Das Klima und sein Preis
Klimaschutz ist zum beherrschenden politischen Thema geworden. Gesetzliche Regeln setzen die Immobilienbranche unter Druck – doch immer mehr Immobilienunternehmen sehen in der Nachhaltigkeit auch wirtschaftliche Vorteile.
Der international tätige Immobilien-Investmentmanager Union Investment hat ehrgeizige Ziele: Das gesamte rund 400 Objekte umfassende Portfolio soll CO2 neutral werden. Der Action Plan sieht ein hohes Tempo vor. Eine ähnliche Stoßrichtung hat Redevco. Und auch der Vermögensverwalter DWS beginnt sich auf den Weg zu machen.
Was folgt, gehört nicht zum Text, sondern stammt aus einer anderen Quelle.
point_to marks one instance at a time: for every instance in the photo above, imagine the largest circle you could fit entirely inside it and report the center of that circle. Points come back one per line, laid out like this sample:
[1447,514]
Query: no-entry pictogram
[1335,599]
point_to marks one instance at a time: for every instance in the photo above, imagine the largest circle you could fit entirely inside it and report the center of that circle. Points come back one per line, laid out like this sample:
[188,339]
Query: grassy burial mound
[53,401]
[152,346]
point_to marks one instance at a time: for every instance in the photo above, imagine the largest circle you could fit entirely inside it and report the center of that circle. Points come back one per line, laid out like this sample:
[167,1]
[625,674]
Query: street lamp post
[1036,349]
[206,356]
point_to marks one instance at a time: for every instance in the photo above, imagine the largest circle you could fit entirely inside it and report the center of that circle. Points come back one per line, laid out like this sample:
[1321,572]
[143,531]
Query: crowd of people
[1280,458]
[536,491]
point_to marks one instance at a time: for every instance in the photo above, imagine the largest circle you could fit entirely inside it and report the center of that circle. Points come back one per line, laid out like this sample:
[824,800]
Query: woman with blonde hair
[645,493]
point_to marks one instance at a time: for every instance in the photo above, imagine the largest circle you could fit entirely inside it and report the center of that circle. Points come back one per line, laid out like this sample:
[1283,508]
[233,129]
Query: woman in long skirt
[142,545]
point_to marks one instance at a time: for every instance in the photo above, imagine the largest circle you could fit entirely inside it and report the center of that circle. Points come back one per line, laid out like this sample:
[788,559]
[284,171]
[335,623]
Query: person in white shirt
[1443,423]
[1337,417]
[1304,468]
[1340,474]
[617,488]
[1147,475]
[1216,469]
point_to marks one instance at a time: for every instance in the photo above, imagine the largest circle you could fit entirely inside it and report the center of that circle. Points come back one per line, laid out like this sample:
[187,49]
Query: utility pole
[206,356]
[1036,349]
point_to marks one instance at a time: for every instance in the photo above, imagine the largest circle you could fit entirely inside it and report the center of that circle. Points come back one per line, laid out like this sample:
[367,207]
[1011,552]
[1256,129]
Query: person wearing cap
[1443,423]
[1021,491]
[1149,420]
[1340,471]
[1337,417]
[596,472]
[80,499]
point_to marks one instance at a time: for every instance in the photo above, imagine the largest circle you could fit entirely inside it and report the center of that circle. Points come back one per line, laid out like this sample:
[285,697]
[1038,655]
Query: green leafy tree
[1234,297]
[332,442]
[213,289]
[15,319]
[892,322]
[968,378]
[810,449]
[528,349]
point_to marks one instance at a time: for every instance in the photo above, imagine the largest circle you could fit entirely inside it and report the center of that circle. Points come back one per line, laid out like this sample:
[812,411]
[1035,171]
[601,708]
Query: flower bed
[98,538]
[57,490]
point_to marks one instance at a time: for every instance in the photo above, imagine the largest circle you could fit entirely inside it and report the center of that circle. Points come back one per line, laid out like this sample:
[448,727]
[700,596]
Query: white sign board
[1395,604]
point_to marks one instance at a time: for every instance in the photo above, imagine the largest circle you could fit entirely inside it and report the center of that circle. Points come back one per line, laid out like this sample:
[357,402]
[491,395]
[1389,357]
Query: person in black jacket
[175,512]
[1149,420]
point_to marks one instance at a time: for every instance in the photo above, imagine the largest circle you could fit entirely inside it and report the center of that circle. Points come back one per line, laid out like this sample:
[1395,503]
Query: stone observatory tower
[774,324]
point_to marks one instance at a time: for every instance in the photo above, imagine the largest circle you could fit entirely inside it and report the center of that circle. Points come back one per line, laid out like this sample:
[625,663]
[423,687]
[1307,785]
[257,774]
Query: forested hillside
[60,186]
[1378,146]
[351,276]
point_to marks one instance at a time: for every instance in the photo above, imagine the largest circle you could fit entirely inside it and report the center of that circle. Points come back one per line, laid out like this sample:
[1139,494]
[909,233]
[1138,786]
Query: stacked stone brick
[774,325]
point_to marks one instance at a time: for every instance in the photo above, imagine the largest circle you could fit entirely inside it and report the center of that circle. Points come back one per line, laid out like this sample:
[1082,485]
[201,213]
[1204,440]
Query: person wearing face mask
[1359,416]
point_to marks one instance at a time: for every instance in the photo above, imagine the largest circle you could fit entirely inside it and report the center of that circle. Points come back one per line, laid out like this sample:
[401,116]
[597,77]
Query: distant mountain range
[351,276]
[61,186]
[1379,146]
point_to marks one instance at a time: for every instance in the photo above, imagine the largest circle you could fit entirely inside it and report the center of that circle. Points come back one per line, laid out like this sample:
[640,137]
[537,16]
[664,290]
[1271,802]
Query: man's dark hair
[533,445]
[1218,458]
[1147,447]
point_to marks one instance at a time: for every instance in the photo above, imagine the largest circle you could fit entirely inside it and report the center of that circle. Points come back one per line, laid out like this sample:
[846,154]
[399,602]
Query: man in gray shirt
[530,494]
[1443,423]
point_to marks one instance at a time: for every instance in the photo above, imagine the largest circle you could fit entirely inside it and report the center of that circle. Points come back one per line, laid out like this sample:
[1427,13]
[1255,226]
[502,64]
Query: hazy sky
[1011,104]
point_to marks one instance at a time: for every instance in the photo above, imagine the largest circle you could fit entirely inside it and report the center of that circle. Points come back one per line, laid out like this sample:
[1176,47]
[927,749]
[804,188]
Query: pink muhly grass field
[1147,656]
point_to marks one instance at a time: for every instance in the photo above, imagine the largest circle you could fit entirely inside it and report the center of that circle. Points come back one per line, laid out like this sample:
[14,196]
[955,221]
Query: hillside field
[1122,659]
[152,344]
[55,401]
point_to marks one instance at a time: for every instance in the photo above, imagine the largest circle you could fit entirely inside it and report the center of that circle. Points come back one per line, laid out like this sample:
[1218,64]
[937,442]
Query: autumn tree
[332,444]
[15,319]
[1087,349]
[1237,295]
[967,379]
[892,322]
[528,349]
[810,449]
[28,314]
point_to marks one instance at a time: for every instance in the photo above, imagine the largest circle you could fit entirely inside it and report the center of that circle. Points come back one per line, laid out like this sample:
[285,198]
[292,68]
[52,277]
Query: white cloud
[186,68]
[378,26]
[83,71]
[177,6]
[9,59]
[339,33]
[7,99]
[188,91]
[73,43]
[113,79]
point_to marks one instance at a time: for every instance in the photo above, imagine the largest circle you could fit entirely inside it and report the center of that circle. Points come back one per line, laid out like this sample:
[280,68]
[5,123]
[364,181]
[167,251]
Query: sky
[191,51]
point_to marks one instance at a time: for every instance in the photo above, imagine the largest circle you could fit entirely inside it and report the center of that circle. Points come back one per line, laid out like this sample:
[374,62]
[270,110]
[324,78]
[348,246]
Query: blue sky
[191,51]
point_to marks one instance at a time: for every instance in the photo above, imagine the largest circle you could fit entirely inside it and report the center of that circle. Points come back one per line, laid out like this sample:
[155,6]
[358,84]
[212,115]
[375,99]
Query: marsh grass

Dass sich bedeutende Immobilienunternehmen für mehr Nachhaltigkeit und insbesondere für eine Reduktion der Treibhausgasemissionen einsetzen, hat mehrere Gründe. Erstens hat der Druck von Klimaaktivisten dazu geführt, dass die (vor allem ökologisch verstandene) Nachhaltigkeit wieder ganz oben auf der politischen Agenda steht. Zweitens verlangt eine wachsende Zahl von Investoren die Einhaltung von ESG-Kriterien (vgl. Kasten). Und drittens beschließen immer mehr Länder gesetzliche Vorgaben, die Immobilieneigentümer zu konkreten Maßnahmen für mehr Klimaschutz verpflichten.
Klimaneutralität bis 2050
Hintergrund ist das 2015 geschlossene Pariser Übereinkommen. In diesem hat sich die Staatengemeinschaft zu einem globalen Aktionsplan verpflichtet, der die Erderwärmung auf deutlich unter 2° C begrenzen soll. Die EU will deshalb bis 2030 die Treibhausgasemissionen um mindestens 40 Prozent gegenüber 1990 verringern. Zu diesem Zweck hat sie einen Green Deal (offiziell: „Sustainable Europe Investment Plan“) aufgelegt. Aktiv geworden ist auch die Bundesrepublik Deutschland: Das Ende 2019 verabschiedete Klimaschutzprogramm legt den Weg zu einem klimaneutralen Gebäudebestand im Jahr 2050 fest. Dazu beitragen soll insbesondere die Einführung eines CO2-Preises.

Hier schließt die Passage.